I thought I’d share with you how to make my fabric scrap “basket”. It’s VERY simple. I whipped out another two baskets in no time at all. Now I have all of my smaller scraps organized into small, medium and large groupings. Did I even mention I'm a Capricorn and like to be organized to a fault? No? Well if this doesn’t prove it, I don’t know what will. Go ahead, make yourself a few of these today. You’ll love it so much better than your Ziploc bags. I know I do!
1. You will need to gather your supplies. I grabbed two fat quarters (one for the interior and one for the exterior) and my sew-in interfacing.

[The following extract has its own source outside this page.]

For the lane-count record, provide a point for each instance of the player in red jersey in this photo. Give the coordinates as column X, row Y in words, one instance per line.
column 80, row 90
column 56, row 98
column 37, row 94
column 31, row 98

I bought this a few years ago and have no idea of it’s name. It’s like a thick paper, not as thick as card stock, but thicker than printer paper. I think it’s something like this. You could also use a fusible interfacing, Timtex or batting. I found that I really like this interfacing for the boxes. It gives it a nice shape, but is easy to work with.
2. Cut out your pieces as follows:
Exterior: 1 – 15 x 15”
Interior: 1 – 14-7/8” x 14-7/8” **
Interfacing/batting: 1 – 15 x 15”
**I like my interior to fit and not be so rumpled from too much fabric, so this is why I cut my interior slightly smaller. You could of course cut it the same size as your other two pieces.
3. Cut 4-1/2” squares from each corner of your exterior and interfacing. I stack these two together and cut each corner. It should look like a giant plus-sign when you’re finished.
4. Take your interior piece and fold it in half one direction and then in half the other direction, resulting in a 7-1/2” square. Lining up on the corner with no folds, cut a 4-1/2” square. Again, you should have a giant plus-sign once opened out.
Note: You could also just cut a 4-1/2” squares out of each corner, it just goes a bit faster this way. The reason I didn’t do this with the exterior + interfacing is because of the rigidity of the interfacing I used. If your working with a softer material, or fusible interfacing, you could do this for your exterior + interfacing (or batting) pieces. This is your call.
5. Fold opposite corners of the plus-sign to each other (as pictured) and pin along outer edges. Right sides of fabric together. Stitch with a 1/4” seam allowance. Open out and repeat for the opposite direction. (See photos below for more photo explanation.)
6. You will now sew your lining in the same manner. Essentially what you’re doing is sewing your sides together by sewing the sides that were created when you cut out that 4-1/2” square from Step 3.
7. With right sides together, nestle your exterior box inside of your interior.
Note: By “right sides together” I mean to have the fabric facing out on your exterior piece, and the fabric facing in on your interior piece.
8. Pin these two pieces together at the corner seams, making sure the seam allowances are facing opposite directions. This allows you to butt the seams together for a continuous seam from inside out. (See photo)
9. You’ll notice that there is a little gapping between your exterior and interior, this is because your two fabrics are slightly different in size. You will need to ease your fabrics together, but pulling slightly as you pin.
I suggest you start with a pin in the center, and then half way between that and your edge seam, as shown in the second picture above. Continue around the top until it’s all pinned. You can see I have LOTS of pins in that last picture.
10. Sew around your piece with a 1/4” seam allowance, leaving an opening on one side in the center to turn.
11. Pull your piece right side out.
12. Press along the top edge.
13. Edge stitch along top edge, approximately 1/8”.
You’re done! So after writing all of that out, it seems like a lot of directions for something really easy…but sometimes explaining takes a bit of time. I hope you’ll give it a try and share your creations in my Flickr group.
**EDITED** See this post for info on pressing it to get a nice, crisp, boxy shape.
As an aside to my Fabric Scrap Basket tutorial, I thought I would talk about how I get my sides so crisp and square. I press. A lot.
First I start by folding the sides in toward the center and pressing with the iron along what would be the bottom edge. When I’m pushing the side into the center, I make sure to push it in only so much as to have the end of my sewing of the side be where the bottom edge is. I know, sounds confusing. Blow up the picture and see what I mean.
Finally, I lay it on its side and iron the sides to help with any wrinkles. This helps to give it a nice, crisp look. Some of it of course has to do with my using a stiff sew-in interfacing, but even with softer batting you should be able to have it sit a little more like a box with square edges, instead of round. Cause then that wouldn’t really be a box, would it.
Then of course you’re suppose to stuff it with all sorts of fun stuff.